## Dictionaries

### Motivating example: Short-comings of lists

We have already seen `List` objects as a way of storing data. For a `List`, we use the _index_ to look up the value. We can have _values_ repeated, but not indicies:

In [1]:
example_list = [0, 1, 1, 1, 3, 3, 6, 6, 6]

In `example_list`, the values `1`, `3` and `6` are all repeated, but the indices run from `0` to `8`. Each entry has a unique index.

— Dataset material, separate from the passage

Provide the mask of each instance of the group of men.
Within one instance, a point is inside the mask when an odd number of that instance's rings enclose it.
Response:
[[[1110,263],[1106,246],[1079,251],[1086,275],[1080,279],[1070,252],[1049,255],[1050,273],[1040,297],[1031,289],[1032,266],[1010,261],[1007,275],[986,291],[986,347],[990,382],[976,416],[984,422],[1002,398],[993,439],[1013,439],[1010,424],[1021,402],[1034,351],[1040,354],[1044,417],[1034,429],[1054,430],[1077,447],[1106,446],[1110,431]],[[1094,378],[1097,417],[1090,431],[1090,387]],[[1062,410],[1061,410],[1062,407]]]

Sometimes, looking things up by a numerical index is inconvinient. Consider a list of states and capitals:

In [15]:
states_and_capitals = [
    ['California', 'Sacramento'],
    ['Oregon', 'Salem'],
    ['Washington', 'Olympia'],
    ['Alaska', 'Juneau'],
    ['Hawaii', 'Honolulu'],
    ['New York', 'Albany'],
    ['Maine', 'Portland'],
    ['Illinois', 'Springfield']
]

In [3]:
states_and_capitals[2]

['Washington', 'Olympia']

Suppose we wanted to look up the capital of Hawaii. First we need to iterate through the list. Each element is itself a list. Once we find 'Hawaii', we can set its capital:

In [16]:
state_to_find = 'California'
capital = ''

for state_and_capital in states_and_capitals:
    state = state_and_capital[0]
    if state == state_to_find:
        capital = state_and_capital[1]

print(capital)

Sacramento


We can make slightly slicker versions of this loop using _variable unpacking_ and _break_ commands, but for the moment, let's just keep the focus on the problem at hand:
> Lists are not super convinient for looking up things by a non-index. We _can_ do it by making "lists of lists", but it isn't very efficient AND it makes us write a bunch of code that obscures what we are doing.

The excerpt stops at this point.